CAN : la fiche de l'Algérie.

Sortie avec les honneurs du dernier Mondial brésilien, la sélection algérienne serait l'équipe favorite de cette CAN. Un pronostic flatteur, après de bons éliminatoires, mais avec un nouveau coach aux manettes et un groupe de la mort à gérer. Autant le dire tout net : l'équation est complexe.

  • L'indice Ebola Réfléchir à la propension de l'équipe algérienne à faire n'importe quoi et foutre le bordel lors de cette CAN, c'est interroger le football algérien. Question : quelle est l'identité du football algérien ? Partons d'un premier postulat (tenant aussi du cliché) : le football algérien est un football de tripoteurs, à l'allure de blédard. Nuançons cet axiome un poil occenditalo-centré par un fait indiscutable : le football algérien a réussi son meilleur tournoi récemment sous les ordres d'un coach militariste. Tirons-en une première conclusion, sous forme d'hypothèse : le talent déstructuré aurait besoin d'ordre pour s'exprimer. Mais voilà, Vahid est parti, hélas. Ajoutons-y donc un nouvel axiome pour expliquer ce départ : les régimes militaristes n'ont jamais tenu bien longtemps. Faisons une nouvelle hypothèse : les dirigeants du foot algérien ont tenté la transition démocratique avant l'heure en engageant Christian Gourcuff, prof bretonnant de gauche. L'équipe d'Algérie va donc poser une question politique lors de cette CAN. Si elle réussit, elle entrera dans la modernité et le syncrétisme victorieux de la liberté et du talent, sans la subordination aux ordres.

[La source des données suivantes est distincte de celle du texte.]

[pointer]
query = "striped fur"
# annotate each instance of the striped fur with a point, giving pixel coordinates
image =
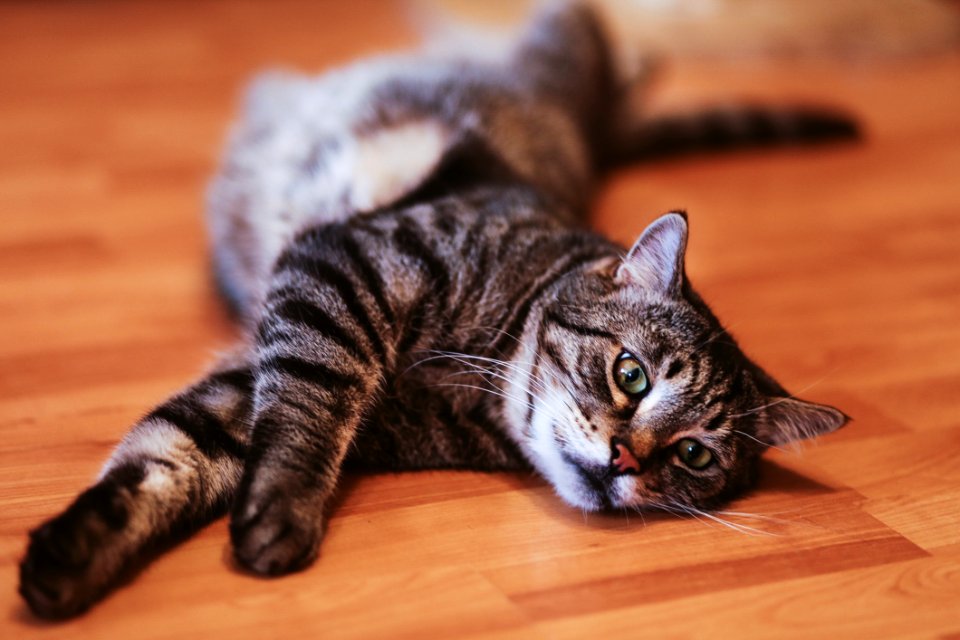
(402, 243)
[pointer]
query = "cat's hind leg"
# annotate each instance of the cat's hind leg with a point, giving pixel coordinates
(176, 470)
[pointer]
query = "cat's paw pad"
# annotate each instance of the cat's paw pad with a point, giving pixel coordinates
(272, 537)
(55, 573)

Si tout part en vrille et qu'elle ne passe pas le premier tour, - ce qui n'est pas à exclure -, elle reviendra sans doute au régime militariste...

  • Portrait robot - 30% prof de gauche
    - 30% ancien prof de droite
    - 30% élève en progression
    - 5% bordel au fond de la classe
    - 5% Yacine Brahimi

  • Focus sur le gardien Une formation au Racing Club de Paris, puis à l'Olympique de Marseille. Une dizaine de clubs sur le CV, en Écosse (Heart of Midlothian), en Grèce (Ethnikos Piraeus, Panetolikos FC), au Japon (FC Ryukyu), en Russie (Krylia Sovetov Samara) ou encore en Bulgarie (Slavia Sofia et CSKA Sofia), un passage en Corse, au Gazélec Ajaccio... Mais aussi un essai à Manchester United, six sélections avec les U17 français et une jolie carrière internationale avec les Fennecs commencée en 2010 et dont le point culminant a été une performance remarquée contre l'Allemagne lors du Mondial brésilien, avec le titre honorifique de meilleur gardien du premier tour en prime et une signature dans la foulée... aux Unions de Philadelphie. Oui, dans le ventre mou de...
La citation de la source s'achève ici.